En procédant de la sorte, nous avons pu observer une diminution nette du nombre de doctorant.es présenté.es par période de 5 ans, d’environ 3 sur la période 1984-1989 à environ 1.5 sur la seconde moitié des années 2010. On met dans le même sac des personnes qui en présentent très peu (voire un.e seul.e), et des encadrant.es qui en présentent une tripotée, d’où les écarts-types très importants (mais qui ne masquent pas une tendance de fond). D’où le graphique qui suit, où j’ai fait le distinguo entre ceux qui ne présentent qu’un seul doctorant par période de cinq ans (bleu turquoise), et ceux qui en présentent plus d’un (en rouge). Alors que les premiers étaient minoritaires dans les années 1980, ils semblent majoritaires.
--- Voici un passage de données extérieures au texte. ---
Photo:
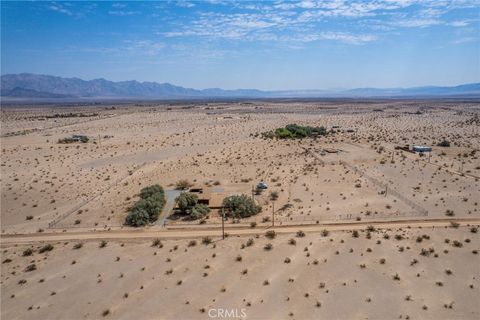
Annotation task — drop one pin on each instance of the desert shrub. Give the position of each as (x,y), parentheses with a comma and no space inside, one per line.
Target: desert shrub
(444,143)
(157,243)
(45,248)
(273,195)
(137,218)
(31,267)
(188,206)
(268,247)
(270,234)
(78,245)
(27,252)
(240,206)
(206,240)
(152,190)
(182,185)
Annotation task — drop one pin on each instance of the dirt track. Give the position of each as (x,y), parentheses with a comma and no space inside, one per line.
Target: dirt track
(179,233)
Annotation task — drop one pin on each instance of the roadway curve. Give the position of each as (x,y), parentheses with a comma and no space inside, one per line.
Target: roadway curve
(196,232)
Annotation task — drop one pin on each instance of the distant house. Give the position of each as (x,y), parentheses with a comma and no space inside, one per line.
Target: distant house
(421,149)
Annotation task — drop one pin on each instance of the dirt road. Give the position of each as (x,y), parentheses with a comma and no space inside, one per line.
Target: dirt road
(189,232)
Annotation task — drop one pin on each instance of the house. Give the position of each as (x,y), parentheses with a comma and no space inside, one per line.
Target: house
(421,149)
(209,196)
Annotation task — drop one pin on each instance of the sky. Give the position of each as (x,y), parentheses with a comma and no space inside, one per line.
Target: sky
(267,45)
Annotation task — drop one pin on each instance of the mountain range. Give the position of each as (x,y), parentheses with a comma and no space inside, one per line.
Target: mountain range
(29,86)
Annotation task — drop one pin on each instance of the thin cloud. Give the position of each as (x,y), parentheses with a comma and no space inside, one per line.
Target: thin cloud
(60,8)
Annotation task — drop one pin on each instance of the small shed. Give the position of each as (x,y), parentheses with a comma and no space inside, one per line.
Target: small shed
(421,149)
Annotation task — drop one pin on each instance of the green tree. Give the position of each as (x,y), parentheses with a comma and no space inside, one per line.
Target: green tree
(240,206)
(188,206)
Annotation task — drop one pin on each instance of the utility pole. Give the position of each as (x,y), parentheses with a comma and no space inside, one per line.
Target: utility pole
(223,224)
(273,213)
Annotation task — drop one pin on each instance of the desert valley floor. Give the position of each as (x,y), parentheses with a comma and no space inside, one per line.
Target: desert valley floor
(386,233)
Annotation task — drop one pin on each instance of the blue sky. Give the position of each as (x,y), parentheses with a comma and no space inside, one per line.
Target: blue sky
(239,44)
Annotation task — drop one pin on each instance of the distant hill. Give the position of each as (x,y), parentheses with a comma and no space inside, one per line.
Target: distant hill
(26,85)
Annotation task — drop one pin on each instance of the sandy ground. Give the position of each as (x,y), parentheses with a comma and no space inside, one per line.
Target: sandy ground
(51,187)
(343,274)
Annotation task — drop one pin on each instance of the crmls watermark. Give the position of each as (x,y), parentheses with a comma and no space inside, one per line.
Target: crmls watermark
(221,313)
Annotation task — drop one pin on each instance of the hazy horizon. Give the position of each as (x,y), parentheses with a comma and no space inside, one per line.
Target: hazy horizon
(305,45)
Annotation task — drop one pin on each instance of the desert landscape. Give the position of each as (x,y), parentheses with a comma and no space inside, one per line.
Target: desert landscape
(352,220)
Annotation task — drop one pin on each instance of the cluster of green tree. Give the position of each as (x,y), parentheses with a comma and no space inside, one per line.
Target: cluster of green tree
(240,206)
(189,207)
(148,208)
(294,131)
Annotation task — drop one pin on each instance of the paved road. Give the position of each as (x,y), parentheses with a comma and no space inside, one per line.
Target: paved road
(191,232)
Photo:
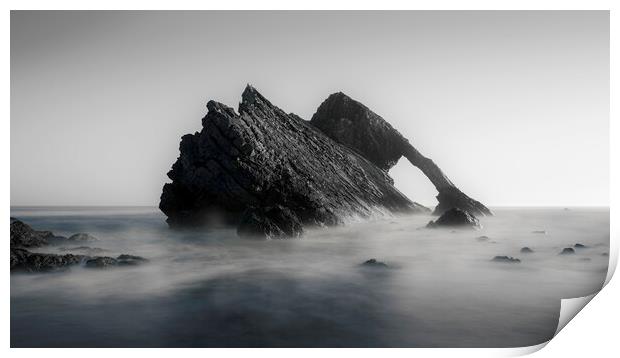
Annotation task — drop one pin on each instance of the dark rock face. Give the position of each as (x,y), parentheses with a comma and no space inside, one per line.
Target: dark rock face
(24,260)
(23,235)
(374,263)
(351,123)
(122,260)
(130,260)
(262,157)
(506,259)
(86,250)
(455,218)
(271,222)
(82,237)
(101,262)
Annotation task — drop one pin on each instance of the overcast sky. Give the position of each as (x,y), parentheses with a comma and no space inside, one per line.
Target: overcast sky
(513,106)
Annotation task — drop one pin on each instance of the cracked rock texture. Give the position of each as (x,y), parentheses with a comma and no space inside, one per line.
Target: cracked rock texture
(271,172)
(351,123)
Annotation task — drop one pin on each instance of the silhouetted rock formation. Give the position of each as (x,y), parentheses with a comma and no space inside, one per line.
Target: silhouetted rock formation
(269,170)
(455,217)
(351,123)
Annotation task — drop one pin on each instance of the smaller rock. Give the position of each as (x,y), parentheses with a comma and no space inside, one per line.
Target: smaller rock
(506,259)
(24,260)
(374,263)
(101,262)
(455,217)
(22,235)
(276,222)
(130,260)
(86,250)
(82,237)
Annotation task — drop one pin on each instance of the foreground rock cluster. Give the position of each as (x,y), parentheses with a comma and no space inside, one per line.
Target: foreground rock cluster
(271,173)
(23,238)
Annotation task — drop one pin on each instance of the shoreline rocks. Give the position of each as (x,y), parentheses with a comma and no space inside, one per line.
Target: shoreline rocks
(374,263)
(456,217)
(23,260)
(506,259)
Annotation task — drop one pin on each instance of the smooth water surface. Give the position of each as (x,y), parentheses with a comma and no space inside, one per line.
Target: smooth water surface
(212,289)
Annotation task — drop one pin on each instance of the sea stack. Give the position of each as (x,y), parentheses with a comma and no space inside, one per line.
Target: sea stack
(259,165)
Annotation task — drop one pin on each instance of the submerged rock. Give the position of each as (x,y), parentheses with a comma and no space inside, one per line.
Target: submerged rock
(24,260)
(271,222)
(374,263)
(23,235)
(86,250)
(506,259)
(243,163)
(82,237)
(455,217)
(122,260)
(130,260)
(101,262)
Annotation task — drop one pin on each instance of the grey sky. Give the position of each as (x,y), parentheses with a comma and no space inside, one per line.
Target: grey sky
(513,106)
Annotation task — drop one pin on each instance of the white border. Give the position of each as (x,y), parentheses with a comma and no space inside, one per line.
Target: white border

Evidemment, il peut y avoir des éléments qui faussent un peu la mesure, comme des soucis de traçage des individus (changement de nom, etc.), dans la mesure où les identifiants auteur (des ID chiffrés) n’ont pas pu être utilisés. Mais je pense que nous sommes parvenus à capturer malgré tout une tendance de fond.

 

Nous nous sommes enfin amusés à regarder les différences entre disciplines, en agrégeant sur les différentes périodes de 5 ans pour avoir des écarts types, et avons obtenu la figure suivante. Le Droit est en tête en matière de doctorants présentés, et les Sciences de la Terre présentent le moins de doctorant.es. Cela vous parle, cela correspond à des choses que vous avez ressenti ? J’ai hésité à utiliser le genre aussi comme variable mais je crois que c’est passé à la trappe dans les analyses, et c’est de toute façon un peu confondu avec la discipline, donc cela pose des problèmes d’interprétation. Ce n’est qu’un début, il faudrait creuser sérieusement et faire une batterie de tests statistiques pour confirmer ces premiers résultats, mais je pense que l’on tient quelque chose.

PS : A noter que l’on se focalise ici sur les seules thèses soutenues. Tous ceux qui entament leurs thèses et l’abandonnent passent sous les radars de cette analyse.

PPS : la cosupervision est négligée à ce stade, alors que coencadrer un doctorant, ce n’est pas la même chose qu’en encadrer un tout seul, y compris dans les décomptes officiels qui sont fait dans les établissements pour déterminer la limite du nombre d’étudiant.es que peut accepter un.e encadrant.e. Cette prise en compte est au programme des prochaines analyses. C’est d’autant plus important que la cosupervision a explosé ces dernières années.